Generating a gene id to gene name mapping#
It is often useful to perform analyses with gene names rather than gene identifiers. The convert command of pyroe
allows you to specify an id to name mapping so that the converted output matrix will be labeled with gene names rather than identifiers. However, you must provide it with a 2-column tab-separated file mapping IDs to names. This command can help you with that task.
The id-to-name
command takes as input 2 parameters, an annotation file and the location where an output file should be written. The annotation file can be either a GTF or GFF3 file (which, optionally, can be gzipped). The program will attempt to figure out the format automatically from the file suffix(es); if it cannot, you may also provide the parameter --format
taking the argument either gtf
or gff3
to specify the format of the input.

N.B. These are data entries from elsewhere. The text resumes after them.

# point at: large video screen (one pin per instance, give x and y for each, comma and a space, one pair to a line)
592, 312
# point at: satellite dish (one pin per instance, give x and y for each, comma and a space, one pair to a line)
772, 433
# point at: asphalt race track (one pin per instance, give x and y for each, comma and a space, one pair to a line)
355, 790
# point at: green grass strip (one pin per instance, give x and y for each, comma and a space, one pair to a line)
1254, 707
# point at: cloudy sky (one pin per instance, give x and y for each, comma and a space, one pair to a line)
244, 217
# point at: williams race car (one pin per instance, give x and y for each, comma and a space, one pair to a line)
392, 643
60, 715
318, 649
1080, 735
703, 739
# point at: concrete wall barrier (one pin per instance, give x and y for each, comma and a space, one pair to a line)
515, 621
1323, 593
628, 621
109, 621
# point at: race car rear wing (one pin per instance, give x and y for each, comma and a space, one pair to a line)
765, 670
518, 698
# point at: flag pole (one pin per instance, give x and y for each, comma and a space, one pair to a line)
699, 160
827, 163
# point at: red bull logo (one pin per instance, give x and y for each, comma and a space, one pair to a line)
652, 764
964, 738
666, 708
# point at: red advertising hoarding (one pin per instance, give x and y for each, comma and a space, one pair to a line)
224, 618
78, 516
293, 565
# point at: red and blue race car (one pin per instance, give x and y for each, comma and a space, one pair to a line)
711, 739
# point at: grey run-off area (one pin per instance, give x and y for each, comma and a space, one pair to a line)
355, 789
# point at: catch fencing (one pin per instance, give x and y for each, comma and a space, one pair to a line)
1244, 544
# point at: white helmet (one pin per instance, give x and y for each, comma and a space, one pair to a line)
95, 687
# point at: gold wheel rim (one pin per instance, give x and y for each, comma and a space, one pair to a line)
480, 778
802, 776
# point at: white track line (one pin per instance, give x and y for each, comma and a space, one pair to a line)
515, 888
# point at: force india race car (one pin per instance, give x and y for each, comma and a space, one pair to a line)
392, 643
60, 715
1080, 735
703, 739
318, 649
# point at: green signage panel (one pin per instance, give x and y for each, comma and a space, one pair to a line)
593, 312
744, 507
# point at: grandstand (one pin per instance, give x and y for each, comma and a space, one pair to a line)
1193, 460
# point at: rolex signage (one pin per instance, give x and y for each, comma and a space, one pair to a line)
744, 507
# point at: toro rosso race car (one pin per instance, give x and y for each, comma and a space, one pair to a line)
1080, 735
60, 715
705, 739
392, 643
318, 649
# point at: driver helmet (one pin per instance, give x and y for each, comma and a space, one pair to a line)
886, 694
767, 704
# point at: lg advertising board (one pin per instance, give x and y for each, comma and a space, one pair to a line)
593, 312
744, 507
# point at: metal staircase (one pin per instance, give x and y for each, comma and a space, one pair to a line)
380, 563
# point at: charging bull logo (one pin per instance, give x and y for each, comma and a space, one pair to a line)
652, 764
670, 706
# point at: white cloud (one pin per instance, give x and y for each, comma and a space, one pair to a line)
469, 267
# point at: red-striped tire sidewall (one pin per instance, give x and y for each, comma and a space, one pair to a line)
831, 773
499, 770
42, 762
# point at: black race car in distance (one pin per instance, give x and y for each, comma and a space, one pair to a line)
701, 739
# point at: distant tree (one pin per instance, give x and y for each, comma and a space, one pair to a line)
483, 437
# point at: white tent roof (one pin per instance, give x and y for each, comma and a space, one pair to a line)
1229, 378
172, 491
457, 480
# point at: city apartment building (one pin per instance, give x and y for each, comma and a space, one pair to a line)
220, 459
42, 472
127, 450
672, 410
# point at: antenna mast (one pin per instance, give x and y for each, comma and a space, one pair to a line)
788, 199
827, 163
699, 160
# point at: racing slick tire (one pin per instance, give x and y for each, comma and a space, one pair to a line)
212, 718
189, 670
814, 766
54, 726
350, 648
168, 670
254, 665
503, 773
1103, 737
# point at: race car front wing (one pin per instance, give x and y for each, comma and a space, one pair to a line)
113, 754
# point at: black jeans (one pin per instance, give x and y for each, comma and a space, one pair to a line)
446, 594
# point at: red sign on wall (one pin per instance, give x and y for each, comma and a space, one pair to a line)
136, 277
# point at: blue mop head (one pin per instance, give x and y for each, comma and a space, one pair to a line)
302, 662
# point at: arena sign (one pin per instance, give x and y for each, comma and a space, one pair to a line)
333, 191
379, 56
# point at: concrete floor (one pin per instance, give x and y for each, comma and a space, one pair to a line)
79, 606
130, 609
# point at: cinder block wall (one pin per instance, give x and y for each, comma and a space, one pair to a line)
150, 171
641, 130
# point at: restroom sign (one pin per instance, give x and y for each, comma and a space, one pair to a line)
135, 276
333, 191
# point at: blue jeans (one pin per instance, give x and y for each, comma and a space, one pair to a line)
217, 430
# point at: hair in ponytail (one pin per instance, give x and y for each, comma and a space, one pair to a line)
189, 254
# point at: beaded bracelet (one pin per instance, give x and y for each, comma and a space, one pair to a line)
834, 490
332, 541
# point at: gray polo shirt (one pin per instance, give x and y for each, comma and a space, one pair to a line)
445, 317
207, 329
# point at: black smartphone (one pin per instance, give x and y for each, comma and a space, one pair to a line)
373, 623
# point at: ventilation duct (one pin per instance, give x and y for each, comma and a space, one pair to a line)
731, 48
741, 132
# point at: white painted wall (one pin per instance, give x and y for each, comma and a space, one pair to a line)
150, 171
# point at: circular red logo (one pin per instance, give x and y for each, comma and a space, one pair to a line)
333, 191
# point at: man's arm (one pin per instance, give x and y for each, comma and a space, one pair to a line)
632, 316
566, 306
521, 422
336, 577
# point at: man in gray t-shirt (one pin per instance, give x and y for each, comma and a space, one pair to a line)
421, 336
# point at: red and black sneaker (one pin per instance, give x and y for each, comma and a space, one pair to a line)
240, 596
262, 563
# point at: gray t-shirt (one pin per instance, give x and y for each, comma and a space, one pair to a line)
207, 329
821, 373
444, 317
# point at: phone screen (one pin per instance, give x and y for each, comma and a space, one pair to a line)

The id-to-name
command will use the PyRanges package to parse the file and extract the gene id to gene name mapping, and will write this mapping at the provided output path.
Note: The id-to-name
sub-command assumes that the input annotation file has a field named gene_id
and another named gene_name
. Please make sure the input has these fields to produce a proper output mapping. We may allow specifying a custom gene_id
identifier and gene_name
identifier in the future.
id-to-name
full usage#
usage: pyroe id-to-name [-h] [--format FORMAT] gtf_file output
positional arguments:
gtf_file The GTF input file.
output The path to where the output tsv file will be written.
optional arguments:
-h, --help show this help message and exit
--format FORMAT The input format of the file (must be either GTF or GFF3). This will be inferred from the filename, but if that fails it can be provided explicitly.